En gros, énormément de véhémence sourde, typique de la pratique d’un certain Hardcore vénéneux outre Rhin, mais sans toutefois tomber dans le piège de la trop grande fidélité au genre. Des libertés ? Il y en a, peu, sous une forme larvée ou abstraite, mais appréhendez Meraine pour ce qu’il est. Un terrifiant album de Core très heurté, à la puissance sourde et à la vitesse de croisière parfois largement au-dessus de la moyenne du créneau (« Rusted Veins », qui joue avec le tempo de vos nerfs en prenant un malin plaisir à ralentir de façon presque aléatoire).
Tout ceci suffit-il à faire un bon album susceptible de se démarquer de la production globale ? Oui, puisque la qualité AKELA est toujours au rendez-vous, juste expurgée de ses tics les plus…empathiques.
La structure est simple d’apparence, avec une large bordée de morceaux courts et très percutants rythmiquement, ce qui reste la caractéristique principale des groupes de cette famille, pour terminer par deux segments plus développés qui ne sont pas pour autant moins radicaux.

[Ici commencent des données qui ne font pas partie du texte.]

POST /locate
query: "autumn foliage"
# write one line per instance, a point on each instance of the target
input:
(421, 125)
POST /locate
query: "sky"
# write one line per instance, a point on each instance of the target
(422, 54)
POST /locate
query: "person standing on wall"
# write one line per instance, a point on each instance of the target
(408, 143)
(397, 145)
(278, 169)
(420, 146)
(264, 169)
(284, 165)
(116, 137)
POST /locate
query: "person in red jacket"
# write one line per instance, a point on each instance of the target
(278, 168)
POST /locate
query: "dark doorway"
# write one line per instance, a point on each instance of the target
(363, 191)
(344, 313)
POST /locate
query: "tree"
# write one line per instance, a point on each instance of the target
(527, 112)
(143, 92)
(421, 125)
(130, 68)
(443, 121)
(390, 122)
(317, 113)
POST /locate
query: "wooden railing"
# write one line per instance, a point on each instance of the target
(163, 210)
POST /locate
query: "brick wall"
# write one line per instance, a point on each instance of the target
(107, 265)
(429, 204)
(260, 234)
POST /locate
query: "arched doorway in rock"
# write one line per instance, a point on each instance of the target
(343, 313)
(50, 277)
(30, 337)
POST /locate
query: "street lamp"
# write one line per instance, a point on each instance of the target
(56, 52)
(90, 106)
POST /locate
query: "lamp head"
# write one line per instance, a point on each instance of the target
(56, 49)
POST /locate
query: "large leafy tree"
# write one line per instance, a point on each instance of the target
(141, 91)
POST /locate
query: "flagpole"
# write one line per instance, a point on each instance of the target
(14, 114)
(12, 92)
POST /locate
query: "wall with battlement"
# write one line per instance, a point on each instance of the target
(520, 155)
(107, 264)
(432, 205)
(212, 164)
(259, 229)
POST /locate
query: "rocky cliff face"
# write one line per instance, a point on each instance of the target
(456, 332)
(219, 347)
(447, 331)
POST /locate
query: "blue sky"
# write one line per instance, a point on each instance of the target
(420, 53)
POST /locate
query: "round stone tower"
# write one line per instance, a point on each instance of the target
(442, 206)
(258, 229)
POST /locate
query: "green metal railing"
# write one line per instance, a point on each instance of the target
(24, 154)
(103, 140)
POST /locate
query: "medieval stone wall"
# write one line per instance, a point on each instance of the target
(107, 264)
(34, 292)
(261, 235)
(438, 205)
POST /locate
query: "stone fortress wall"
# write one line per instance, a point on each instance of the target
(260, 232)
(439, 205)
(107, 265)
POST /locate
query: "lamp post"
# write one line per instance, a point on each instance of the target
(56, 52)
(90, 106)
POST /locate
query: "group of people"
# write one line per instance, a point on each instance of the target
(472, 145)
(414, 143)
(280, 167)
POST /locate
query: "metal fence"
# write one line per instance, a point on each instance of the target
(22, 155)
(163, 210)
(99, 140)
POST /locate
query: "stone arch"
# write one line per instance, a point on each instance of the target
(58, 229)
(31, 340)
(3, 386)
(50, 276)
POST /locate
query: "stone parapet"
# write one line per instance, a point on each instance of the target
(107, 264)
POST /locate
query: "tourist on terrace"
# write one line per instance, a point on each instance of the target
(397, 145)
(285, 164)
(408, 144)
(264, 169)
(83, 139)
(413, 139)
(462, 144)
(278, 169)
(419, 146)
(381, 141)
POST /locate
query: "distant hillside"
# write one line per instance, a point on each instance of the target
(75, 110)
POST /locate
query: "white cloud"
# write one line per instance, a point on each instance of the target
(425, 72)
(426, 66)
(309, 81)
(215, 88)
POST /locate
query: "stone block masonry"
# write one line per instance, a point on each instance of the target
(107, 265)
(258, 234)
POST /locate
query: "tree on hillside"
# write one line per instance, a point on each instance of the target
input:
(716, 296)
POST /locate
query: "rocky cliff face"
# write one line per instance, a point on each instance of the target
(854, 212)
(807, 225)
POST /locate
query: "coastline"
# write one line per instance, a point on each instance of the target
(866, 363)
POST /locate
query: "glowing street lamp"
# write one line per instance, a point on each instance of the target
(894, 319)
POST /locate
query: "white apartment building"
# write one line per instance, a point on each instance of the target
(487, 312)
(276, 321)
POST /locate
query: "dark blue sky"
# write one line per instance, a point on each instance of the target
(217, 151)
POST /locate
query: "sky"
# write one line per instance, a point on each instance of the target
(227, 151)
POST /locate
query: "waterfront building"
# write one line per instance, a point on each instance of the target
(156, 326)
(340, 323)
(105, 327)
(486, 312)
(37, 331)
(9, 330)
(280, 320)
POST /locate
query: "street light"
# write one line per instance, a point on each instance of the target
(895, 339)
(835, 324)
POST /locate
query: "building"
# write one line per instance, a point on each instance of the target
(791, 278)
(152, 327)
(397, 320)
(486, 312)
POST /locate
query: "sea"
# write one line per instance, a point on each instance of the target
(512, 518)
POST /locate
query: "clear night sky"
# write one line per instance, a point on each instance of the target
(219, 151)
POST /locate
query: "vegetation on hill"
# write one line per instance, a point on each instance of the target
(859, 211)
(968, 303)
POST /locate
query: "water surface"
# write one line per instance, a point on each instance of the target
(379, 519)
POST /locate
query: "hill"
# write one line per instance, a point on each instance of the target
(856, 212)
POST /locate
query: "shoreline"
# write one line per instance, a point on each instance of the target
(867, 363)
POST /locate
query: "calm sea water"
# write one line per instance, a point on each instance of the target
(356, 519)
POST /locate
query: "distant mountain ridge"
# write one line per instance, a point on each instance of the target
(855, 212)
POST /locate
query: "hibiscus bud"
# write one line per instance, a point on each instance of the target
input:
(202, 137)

Ainsi, « Abandon » qui débute sous les mêmes auspices que les tranches de violence précédentes, finit par s’égarer le long d’un Dark Ambient light mais grondant, dont la surface mouvante est à peine striée de quelques notes fantômes et de tremblements venteux assez inquiétants. Puis la quiétude finit par l’emporter sur l’inquiétude, et le long morceau se fond dans le final « Marrow », qui lui aussi se complait dans une sévérité instrumentale assez corsée, avant d’oser invoquer l’esprit défunt des AKELA, pour un long fade out final tirant sa révérence conjointe au « I Want You » des BEATLES pour sa spirale hypnotique, mais aussi aux étirements sombres des NEUROSIS de milieu de carrière, ceux qui n’hésitaient jamais à éprouver le silence d’une ambiance moite et onirique.
Mais avant d’en arriver à cette conclusion somme toute fort logique, il vous faudra vous ruiner les nerfs sur sept autres titres qui ne laissent pas plus de place à la relaxation qu’un discours de Fidel Castro. On pourrait les nommer tous et les envisager comme un bloc, mais chacun possède sa propre touche, même si les points communs sont nombreux.

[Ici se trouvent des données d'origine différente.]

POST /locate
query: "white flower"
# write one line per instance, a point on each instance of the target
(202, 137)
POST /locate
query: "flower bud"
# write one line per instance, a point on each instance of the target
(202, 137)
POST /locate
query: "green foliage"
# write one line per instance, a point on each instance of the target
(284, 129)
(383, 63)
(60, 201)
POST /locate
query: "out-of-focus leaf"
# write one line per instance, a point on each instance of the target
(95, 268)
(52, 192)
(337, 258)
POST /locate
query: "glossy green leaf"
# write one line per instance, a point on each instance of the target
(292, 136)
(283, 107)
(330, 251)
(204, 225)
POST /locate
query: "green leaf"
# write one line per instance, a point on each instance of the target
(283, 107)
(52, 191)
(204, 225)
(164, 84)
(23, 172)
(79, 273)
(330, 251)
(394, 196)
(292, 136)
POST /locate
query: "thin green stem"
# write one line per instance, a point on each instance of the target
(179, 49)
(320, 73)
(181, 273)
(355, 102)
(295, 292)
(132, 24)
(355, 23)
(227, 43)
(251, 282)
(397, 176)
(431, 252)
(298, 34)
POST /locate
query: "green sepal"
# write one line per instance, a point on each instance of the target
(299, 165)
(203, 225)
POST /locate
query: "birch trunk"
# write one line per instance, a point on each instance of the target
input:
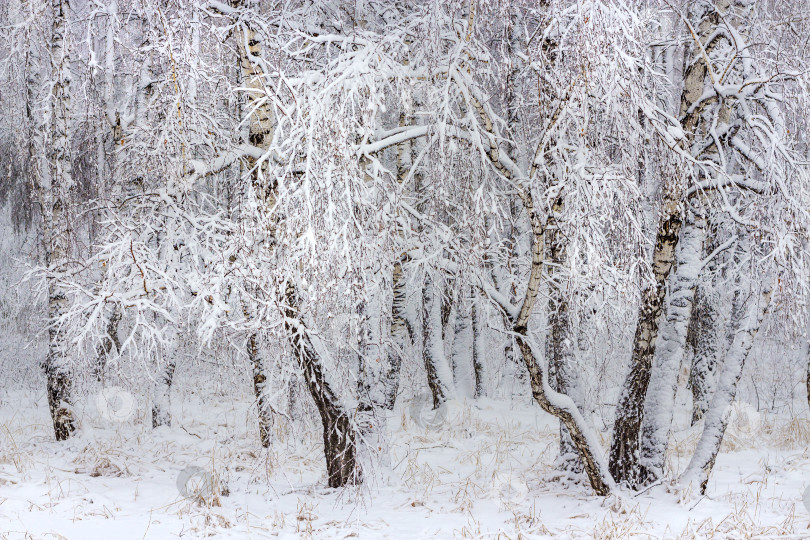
(161, 401)
(559, 405)
(57, 194)
(439, 374)
(401, 336)
(560, 342)
(372, 413)
(477, 316)
(339, 436)
(624, 451)
(339, 433)
(259, 134)
(707, 342)
(702, 462)
(660, 401)
(259, 380)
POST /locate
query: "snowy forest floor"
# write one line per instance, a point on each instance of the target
(487, 473)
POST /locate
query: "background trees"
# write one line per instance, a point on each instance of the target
(370, 199)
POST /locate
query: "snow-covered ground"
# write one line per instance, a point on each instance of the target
(487, 472)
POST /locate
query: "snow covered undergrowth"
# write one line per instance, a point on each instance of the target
(487, 472)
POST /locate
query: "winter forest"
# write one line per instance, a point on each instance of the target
(404, 269)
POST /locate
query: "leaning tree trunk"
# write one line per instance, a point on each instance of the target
(660, 401)
(702, 462)
(372, 412)
(401, 335)
(560, 342)
(439, 375)
(624, 450)
(57, 193)
(108, 342)
(706, 341)
(559, 405)
(260, 135)
(554, 403)
(478, 352)
(259, 380)
(339, 435)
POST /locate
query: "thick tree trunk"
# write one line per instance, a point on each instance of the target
(401, 335)
(706, 340)
(660, 401)
(439, 374)
(700, 466)
(624, 450)
(56, 196)
(109, 344)
(372, 413)
(259, 380)
(807, 381)
(557, 404)
(339, 436)
(560, 342)
(477, 316)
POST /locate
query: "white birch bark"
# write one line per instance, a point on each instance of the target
(57, 194)
(439, 374)
(716, 419)
(660, 400)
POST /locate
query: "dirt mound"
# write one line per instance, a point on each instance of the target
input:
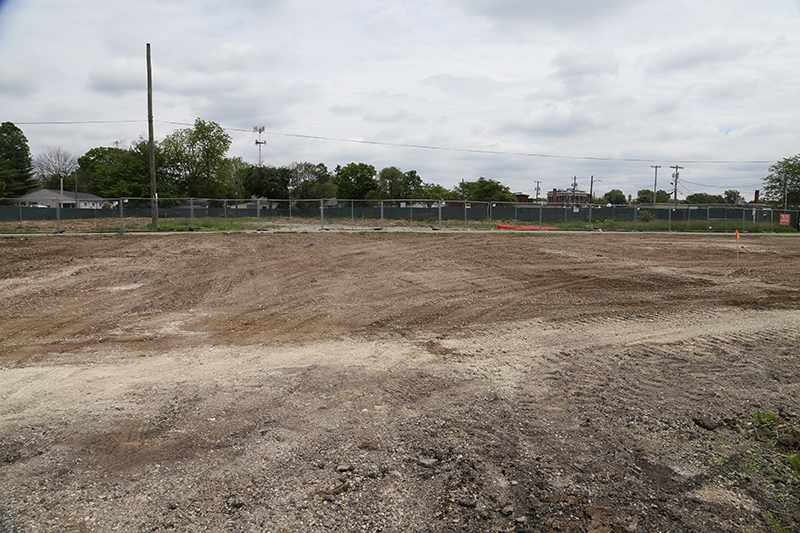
(399, 382)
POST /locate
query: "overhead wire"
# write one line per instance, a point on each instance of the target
(417, 146)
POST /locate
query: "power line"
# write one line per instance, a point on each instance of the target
(419, 146)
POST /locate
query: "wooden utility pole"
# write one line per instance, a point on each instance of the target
(153, 192)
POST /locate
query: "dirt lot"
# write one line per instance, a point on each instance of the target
(585, 382)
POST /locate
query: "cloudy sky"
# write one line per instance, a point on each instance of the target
(515, 90)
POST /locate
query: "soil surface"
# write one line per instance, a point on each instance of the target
(322, 381)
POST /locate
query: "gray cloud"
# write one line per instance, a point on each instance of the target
(622, 78)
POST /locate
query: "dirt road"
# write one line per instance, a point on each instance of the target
(585, 382)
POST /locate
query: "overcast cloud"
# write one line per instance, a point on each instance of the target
(580, 86)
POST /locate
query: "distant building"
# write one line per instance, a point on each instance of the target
(567, 197)
(523, 198)
(70, 200)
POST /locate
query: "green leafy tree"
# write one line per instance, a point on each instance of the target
(238, 170)
(268, 182)
(645, 196)
(485, 190)
(124, 172)
(54, 165)
(782, 184)
(615, 197)
(355, 181)
(433, 191)
(309, 181)
(196, 158)
(731, 196)
(394, 183)
(704, 198)
(16, 165)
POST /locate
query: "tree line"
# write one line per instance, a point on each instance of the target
(193, 162)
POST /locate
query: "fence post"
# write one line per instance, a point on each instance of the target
(58, 216)
(121, 216)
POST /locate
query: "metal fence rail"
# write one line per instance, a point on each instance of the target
(197, 214)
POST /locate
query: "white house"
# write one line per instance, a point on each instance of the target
(51, 198)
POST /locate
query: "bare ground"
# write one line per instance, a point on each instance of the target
(587, 382)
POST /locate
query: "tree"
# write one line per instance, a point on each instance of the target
(16, 167)
(704, 198)
(267, 182)
(645, 196)
(238, 170)
(396, 184)
(355, 181)
(433, 191)
(485, 190)
(731, 196)
(123, 172)
(309, 181)
(54, 165)
(615, 197)
(196, 158)
(782, 184)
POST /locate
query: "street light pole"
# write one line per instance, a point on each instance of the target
(259, 142)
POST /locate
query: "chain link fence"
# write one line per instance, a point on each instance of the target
(196, 214)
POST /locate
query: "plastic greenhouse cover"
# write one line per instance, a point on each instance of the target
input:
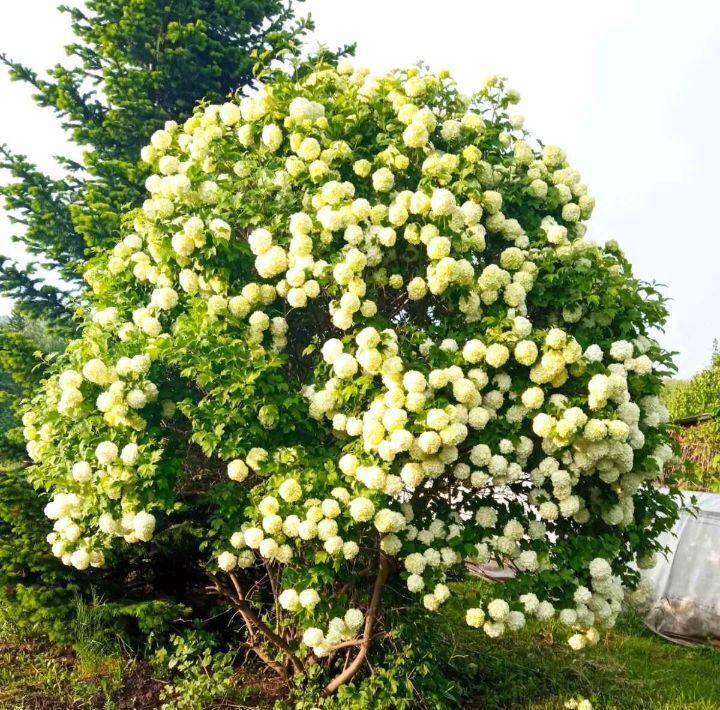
(684, 605)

Que le quatuor ose la pesanteur d’un Sludgecore à touches Indus (« Entropy », et son utilisation de samples très intelligente), qu’il se lance dans une course folle d’intensité, capable de laisser les CONVERGE sur le bord de la route (« Teeth », suintant de méchanceté bavant du Crustcore par tous les pores, « Limbs », aussi peu apte à renoncer à une origine d’appellation contrôlée déposée pourtant par les créateurs de Jane Doe), ou qu’il mette les pieds de chaque côté d’une frontière entre le Hardcore acide et le Crust aride (« Black Raven », un des plus effrayants du lot avec ses fantaisies rythmiques incessantes et ses énormes riffs en nuages d’orage), prouve que le Hardcore Allemand n’a rien perdu de sa brutalité inventive, qui peut parfois sembler un peu excessive dans la douleur, mais toujours pertinente dans le malheur.

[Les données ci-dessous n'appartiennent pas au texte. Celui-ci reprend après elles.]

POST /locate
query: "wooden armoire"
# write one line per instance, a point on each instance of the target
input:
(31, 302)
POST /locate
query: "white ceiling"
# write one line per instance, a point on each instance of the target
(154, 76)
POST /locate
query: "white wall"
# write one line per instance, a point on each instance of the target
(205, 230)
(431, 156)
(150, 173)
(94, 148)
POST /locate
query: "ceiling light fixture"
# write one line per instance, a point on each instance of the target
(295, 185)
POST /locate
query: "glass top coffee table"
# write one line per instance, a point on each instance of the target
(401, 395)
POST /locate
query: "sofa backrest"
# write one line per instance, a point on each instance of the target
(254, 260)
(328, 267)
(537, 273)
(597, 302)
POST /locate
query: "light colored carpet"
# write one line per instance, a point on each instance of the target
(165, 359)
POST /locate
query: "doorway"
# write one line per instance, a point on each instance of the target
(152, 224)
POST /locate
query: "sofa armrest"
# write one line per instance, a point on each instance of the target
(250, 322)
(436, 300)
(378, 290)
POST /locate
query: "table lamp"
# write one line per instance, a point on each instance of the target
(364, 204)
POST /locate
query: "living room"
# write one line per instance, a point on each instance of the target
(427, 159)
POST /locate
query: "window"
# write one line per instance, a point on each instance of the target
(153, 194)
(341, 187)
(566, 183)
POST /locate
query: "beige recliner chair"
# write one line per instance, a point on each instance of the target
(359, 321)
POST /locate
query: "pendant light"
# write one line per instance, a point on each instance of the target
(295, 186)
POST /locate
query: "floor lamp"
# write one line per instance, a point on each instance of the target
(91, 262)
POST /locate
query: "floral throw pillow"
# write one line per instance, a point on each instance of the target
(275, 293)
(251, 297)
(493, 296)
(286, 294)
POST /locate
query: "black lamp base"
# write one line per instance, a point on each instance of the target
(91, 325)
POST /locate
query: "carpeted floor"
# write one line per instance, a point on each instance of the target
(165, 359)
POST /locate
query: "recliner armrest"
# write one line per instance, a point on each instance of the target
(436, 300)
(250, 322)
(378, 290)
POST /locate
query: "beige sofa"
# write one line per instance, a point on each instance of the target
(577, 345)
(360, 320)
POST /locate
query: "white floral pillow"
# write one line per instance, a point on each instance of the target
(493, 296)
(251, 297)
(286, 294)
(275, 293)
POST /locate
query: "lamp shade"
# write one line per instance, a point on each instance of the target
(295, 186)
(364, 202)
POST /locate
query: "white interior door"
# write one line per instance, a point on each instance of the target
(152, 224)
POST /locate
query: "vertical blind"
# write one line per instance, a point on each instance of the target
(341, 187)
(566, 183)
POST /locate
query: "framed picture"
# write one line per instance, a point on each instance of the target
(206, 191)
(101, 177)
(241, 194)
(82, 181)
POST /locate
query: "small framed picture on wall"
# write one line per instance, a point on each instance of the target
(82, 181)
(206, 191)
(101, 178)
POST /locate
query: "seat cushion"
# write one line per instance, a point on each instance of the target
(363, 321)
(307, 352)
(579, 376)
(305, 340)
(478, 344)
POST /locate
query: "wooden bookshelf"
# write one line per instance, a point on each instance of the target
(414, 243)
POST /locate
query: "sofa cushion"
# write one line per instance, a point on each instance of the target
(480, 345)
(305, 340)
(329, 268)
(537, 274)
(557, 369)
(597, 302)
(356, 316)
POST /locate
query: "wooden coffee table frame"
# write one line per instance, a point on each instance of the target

Plus vraiment de quoi regretter la fin de l’aventure AKELA, puisque MERAINE en est presque la réincarnation. Certes, les chaînes du fantôme trainent encore un peu dans les couloirs du château, mais le quatuor nouveau à su extraire la quintessence de son ancien ensemble pour la rendre encore plus létale.
Du Hardcore chaotique, du Crust frénétique, un ballet de violence à outrance qui rappelle le meilleur des enseignements US traités avec une rigueur toute germanique.
Violent mais parfois apaisant comme dans l’œil du cyclone, déstructuré à vous en donner la nausée, mais cathartique d’une certaine façon.
A voir en live, pour en apprécier d’autant plus la débauche de colère. Mais la colère est saine, et c’est un exutoire comme un autre.